Friday, September 18, 2009

Cemetery off Shankarseth Road in Pune

The newspaper story of 1998 brought out by Harshawardhan, about the discovery of an abandoned 19th century British cemetery off Shankarseth Road in Poona (Pune), prompted me to look for it in Google Earth and Wikimapia.org. Way back in the late 1960's I lived for 4 years in a housing society called Mira Society that lies a stone's throw away from Shankarseth Road and the cemetery. Shankarseth Road and the Dhobi Ghat (Washermen's Place) were on my daily route, though I never suspected the existence of a cemetery near the Dhobi Ghat.

You can see this place on Google Earth at coordinates 18 30 05.43 N and 73 52 33.09 E. It is actually labeled as Dhobi Ghat in Wikimapia. It lies to the left of the large open space called Golibar Maidan (Firing Ground). (Building No 1, Mira Society lies just a little lower down, though no KR Bora lived there at the time I was there.) The Office of the Controller of Defence Accounts (Officers) or CDA(O), whose task is to maintain pay accounts of all Army Officers (numbering more than 30,000), lies just to the south of Golibar Maidan. Near it is a small cluster of Army-owned buildings called 'Separated Families Accommodation', given to families of
officers serving in remote areas.

It is easy to see why the Dhobi Ghat is where it is. To the East and South lie the cantonments of Poona. Officers and others living there needed clothes-washing services of dhobis (washermen). The Mutha Right Bank Canal, taking off from the old Khadakwasla Dam at the foot of the Sinhagad Fort, crosses the Shankarseth Road near the Golibar Maidan. The canal is clearly seen in Google Earth and Wikimapia. Availability of this water brought the Dhobi Ghat here. Golibar Maidan too is where it is as the soldiers living in the Cantonment needed a large empty ground for their firing practice. This entire area, full of residential and office buildings today, was totally empty till the 1950. The entire length of Shankarseth Road was taken up by a couple of Film Studios, which have since then disappeared.

The name of Shankarseth given to the road is also evocative of the Raj. It was unusual for the Raj days to name a street after a native, but an exception was made for Shankarseth, surely because he was a 'loyal progressive native'! Jagannath Shankarseth (Nana as he was affectionately called) was a rich person who lived in Girgaon, where his house still stood till the 1950's, just outside the Fort area of Bombay. He was the undisputed leader of the native community in the 1850's and was a well-known philanthropist and social reformer. He was also one of the founders and a
Director of the GIP Railway. His is one of the faces adorning the columns in the Main Hall of the Victoria Terminus in Bombay (now called Chhatrapati Shivaji Terminus or CST, recently seen the terrorist attack. (See the portion '100 years of Victoria Terminus,Bombay in the webpage http://www.irfca.org/articles/vikas/stamps.html ). His large sitting statue in marble is kept at the entrance of the Asiatic Society's Library in Bombay. The square in Girgaum called 'Nana Chowk' is an important landmark of old Bombay and is named after Nana Shankarseth as he lived in the vicinity of that spot. (Hardly anyone knows - indeed cares for - this small detail!)

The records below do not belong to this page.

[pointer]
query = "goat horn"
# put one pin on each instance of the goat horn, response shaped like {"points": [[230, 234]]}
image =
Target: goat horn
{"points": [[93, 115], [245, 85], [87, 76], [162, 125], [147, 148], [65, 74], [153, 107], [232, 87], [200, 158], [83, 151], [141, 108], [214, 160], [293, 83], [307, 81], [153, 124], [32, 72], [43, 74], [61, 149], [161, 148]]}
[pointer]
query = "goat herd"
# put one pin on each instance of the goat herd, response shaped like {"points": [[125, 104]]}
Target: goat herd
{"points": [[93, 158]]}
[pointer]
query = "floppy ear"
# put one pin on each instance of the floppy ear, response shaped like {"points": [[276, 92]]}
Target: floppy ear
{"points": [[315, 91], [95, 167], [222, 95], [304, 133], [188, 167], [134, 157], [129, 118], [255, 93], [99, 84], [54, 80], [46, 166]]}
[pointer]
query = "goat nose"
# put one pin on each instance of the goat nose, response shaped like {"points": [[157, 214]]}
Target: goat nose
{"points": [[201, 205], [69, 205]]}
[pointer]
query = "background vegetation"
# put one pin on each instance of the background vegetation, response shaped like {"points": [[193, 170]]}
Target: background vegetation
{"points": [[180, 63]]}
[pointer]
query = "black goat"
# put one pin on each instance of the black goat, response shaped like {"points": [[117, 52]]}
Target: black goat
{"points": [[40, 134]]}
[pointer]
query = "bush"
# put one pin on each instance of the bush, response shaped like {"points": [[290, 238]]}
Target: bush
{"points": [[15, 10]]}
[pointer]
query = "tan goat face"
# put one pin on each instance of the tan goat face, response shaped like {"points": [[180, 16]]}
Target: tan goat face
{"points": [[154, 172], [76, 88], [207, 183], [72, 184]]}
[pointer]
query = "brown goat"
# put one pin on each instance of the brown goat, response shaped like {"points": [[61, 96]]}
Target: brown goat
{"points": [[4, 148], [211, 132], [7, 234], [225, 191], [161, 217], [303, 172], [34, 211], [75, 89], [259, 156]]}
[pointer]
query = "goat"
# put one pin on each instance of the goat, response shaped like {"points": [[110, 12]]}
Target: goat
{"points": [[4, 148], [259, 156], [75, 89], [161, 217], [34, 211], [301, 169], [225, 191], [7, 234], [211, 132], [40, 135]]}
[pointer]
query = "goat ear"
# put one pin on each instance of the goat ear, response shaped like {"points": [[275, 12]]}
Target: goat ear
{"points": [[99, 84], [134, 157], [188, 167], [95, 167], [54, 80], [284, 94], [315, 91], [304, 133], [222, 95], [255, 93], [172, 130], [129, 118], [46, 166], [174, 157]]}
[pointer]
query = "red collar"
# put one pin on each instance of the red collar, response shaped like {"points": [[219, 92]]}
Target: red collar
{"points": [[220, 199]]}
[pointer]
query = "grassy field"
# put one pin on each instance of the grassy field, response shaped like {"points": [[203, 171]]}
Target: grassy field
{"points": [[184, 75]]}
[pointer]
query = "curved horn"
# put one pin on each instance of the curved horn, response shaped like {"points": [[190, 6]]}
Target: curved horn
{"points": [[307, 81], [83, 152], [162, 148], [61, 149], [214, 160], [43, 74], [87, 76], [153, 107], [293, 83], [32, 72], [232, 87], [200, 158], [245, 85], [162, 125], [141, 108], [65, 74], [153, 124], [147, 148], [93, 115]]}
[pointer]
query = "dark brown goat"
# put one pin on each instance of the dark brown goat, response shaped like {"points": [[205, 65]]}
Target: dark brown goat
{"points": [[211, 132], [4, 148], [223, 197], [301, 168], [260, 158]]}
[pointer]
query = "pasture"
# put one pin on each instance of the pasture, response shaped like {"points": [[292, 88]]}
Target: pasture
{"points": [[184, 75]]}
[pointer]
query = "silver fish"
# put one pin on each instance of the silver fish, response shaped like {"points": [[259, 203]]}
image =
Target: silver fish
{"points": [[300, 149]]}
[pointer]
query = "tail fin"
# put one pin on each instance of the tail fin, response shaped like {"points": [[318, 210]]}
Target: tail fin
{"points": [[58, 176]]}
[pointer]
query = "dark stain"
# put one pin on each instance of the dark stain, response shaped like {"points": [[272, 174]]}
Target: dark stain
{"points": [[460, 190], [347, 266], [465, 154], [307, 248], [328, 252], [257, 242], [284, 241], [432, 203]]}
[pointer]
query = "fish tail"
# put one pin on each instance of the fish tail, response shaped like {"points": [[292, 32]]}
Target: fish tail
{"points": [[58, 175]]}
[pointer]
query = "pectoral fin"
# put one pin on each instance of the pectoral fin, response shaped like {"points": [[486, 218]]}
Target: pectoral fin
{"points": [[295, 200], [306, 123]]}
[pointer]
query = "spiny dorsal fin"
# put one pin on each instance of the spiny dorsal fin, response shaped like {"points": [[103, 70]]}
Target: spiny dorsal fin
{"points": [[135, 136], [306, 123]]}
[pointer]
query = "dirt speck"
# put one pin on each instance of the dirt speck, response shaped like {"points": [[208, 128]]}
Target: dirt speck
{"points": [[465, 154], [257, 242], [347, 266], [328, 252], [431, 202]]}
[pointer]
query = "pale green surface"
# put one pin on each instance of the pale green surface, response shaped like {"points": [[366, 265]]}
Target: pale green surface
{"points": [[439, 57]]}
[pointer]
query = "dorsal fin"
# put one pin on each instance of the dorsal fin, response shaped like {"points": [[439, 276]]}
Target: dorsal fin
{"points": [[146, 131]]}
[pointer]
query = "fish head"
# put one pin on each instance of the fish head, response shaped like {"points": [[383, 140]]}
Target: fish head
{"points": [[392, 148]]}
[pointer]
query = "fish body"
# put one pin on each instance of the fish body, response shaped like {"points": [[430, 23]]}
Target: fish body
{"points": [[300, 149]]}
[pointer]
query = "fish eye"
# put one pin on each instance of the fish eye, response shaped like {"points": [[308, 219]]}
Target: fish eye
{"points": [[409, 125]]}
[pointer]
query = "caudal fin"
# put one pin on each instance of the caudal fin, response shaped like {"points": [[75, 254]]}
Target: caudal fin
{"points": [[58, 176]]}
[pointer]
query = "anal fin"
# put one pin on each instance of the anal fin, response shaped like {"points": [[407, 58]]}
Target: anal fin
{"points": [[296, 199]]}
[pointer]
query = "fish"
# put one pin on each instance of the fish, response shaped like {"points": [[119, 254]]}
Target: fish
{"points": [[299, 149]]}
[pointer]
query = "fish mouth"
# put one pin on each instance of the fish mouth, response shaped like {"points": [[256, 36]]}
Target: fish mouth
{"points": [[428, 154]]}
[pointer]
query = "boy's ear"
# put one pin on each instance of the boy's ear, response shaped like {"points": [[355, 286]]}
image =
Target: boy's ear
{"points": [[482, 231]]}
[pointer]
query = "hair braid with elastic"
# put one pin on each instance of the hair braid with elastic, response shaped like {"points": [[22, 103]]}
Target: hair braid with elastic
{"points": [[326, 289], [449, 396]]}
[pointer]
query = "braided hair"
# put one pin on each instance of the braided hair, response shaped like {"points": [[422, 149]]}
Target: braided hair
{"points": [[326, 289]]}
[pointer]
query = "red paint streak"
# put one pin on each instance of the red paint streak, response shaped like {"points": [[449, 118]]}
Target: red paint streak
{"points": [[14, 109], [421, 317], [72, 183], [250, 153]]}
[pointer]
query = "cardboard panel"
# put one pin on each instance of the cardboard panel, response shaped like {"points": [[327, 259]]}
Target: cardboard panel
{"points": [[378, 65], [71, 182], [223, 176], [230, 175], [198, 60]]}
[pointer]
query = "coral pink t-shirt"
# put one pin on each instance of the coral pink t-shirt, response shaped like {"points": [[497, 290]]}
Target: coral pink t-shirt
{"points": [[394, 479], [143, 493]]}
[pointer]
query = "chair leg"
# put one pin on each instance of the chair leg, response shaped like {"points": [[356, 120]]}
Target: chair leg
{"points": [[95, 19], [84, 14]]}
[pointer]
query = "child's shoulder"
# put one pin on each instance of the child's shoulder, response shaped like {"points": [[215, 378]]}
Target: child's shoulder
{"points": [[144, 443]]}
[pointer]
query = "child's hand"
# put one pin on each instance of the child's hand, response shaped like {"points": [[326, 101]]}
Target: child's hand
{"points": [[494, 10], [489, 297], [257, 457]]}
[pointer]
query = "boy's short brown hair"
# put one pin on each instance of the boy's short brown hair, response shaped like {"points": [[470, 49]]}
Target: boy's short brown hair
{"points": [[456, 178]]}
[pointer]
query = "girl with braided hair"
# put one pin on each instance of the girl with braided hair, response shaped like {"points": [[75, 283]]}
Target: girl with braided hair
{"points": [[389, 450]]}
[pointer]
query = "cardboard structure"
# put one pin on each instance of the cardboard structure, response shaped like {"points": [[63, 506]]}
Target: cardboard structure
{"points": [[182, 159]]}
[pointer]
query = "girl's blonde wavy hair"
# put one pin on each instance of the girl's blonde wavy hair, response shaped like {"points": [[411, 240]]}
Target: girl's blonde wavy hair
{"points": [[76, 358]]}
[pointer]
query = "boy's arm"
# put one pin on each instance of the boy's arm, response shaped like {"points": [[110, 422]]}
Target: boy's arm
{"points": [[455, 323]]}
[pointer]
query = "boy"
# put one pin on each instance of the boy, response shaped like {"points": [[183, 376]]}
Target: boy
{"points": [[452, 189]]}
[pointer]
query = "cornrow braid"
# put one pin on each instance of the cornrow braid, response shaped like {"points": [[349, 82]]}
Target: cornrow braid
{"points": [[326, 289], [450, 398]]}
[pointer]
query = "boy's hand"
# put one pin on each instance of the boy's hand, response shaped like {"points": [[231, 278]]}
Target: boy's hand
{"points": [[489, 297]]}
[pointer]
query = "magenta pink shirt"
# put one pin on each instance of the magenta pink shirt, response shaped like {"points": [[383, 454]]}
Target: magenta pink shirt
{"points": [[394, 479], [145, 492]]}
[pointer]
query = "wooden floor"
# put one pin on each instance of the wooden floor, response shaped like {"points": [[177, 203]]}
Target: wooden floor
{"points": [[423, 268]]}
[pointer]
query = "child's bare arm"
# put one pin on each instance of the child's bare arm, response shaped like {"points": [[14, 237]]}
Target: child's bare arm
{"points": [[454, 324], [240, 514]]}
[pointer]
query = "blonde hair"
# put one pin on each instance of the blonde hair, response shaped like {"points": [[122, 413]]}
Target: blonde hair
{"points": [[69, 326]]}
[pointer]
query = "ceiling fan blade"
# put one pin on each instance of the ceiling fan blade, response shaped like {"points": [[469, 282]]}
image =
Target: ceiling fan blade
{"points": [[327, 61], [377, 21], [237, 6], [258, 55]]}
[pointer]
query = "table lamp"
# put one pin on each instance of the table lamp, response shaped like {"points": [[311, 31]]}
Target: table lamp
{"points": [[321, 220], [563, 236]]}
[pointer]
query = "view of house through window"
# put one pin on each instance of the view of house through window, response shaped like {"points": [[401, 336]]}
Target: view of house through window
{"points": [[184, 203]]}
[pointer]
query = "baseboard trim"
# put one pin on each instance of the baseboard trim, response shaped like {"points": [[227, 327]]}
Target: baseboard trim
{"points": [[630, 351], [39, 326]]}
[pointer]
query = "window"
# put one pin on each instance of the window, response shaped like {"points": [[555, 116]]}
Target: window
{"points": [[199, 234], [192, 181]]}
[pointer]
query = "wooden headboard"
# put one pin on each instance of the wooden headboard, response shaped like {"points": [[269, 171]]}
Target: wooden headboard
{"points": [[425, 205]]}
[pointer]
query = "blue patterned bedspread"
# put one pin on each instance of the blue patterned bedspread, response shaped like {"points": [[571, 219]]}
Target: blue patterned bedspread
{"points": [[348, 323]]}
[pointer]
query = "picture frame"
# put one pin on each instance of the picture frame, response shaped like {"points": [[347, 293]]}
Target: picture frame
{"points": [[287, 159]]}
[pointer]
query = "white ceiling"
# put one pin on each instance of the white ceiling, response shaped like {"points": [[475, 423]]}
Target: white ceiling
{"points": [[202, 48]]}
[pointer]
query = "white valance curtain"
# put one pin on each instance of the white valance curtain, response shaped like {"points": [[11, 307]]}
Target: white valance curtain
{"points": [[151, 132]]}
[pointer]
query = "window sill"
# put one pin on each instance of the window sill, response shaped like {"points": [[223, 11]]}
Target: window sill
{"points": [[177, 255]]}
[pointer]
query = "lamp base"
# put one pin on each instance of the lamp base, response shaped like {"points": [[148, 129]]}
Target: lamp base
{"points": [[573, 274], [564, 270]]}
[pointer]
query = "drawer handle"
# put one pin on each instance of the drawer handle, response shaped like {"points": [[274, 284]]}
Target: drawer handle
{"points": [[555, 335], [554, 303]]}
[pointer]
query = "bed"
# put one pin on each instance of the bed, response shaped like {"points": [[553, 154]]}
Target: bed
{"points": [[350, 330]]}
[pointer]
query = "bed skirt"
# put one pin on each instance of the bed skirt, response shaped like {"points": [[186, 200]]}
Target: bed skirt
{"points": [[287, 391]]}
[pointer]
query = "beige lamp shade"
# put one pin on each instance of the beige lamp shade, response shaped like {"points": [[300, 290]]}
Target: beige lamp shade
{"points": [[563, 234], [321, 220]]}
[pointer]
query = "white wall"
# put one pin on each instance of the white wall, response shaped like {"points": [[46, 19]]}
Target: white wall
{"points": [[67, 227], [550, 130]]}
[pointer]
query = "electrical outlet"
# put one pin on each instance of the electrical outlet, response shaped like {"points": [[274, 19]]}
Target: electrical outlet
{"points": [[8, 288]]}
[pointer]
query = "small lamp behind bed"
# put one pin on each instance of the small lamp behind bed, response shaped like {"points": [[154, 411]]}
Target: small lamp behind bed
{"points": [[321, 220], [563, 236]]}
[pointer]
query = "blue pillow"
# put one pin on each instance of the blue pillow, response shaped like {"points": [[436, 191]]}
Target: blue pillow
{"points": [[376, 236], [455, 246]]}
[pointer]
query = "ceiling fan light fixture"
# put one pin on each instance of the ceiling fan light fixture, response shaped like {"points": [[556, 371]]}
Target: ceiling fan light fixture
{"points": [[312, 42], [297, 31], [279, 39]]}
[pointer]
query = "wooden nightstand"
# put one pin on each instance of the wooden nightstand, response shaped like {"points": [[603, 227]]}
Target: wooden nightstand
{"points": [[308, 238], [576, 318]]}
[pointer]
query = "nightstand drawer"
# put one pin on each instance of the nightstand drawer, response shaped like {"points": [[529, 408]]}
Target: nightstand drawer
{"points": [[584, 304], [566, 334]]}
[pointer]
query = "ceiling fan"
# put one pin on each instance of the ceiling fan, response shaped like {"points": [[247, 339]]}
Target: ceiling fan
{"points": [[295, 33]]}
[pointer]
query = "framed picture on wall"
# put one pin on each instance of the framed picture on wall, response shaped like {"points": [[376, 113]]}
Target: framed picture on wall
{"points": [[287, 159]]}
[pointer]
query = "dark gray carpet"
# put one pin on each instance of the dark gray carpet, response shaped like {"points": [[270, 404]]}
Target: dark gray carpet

He is remembered by the young generation of today for the prestigious prize called 'Shankarseth Scholarship' given to the student who scores top marks in Sanskrit in the Secondary School Certificate Examination. This scholarship is now more than ahundred years old. With the diminishing of the importance of Sanskrit (like the Classics in the Western countries) this scholarship has lost some of its glamour, though in earlier times it was the ambition of every bright student appearing for the High School Final certification examination to become the Shankarseth Scholar of his year. Among several such scholars who distinguished themselves in later life, was Sir Chintaman Deshmukh (C.D. Deshmukh as he is now known) of the ICS. He was the first Indian Governor of the Reserve Bank of India, prior to 1947. After independence he was Nehru's Finance Minister for a few years before his differences with Nehru on granting Bombay to Maharashtra when linguistic states were created in 1956 led to his resignation.

All these stray thoughts came to me when I read the newspaper piece about the cemetery and I have noted them down in the hope that the Listers will find them informative.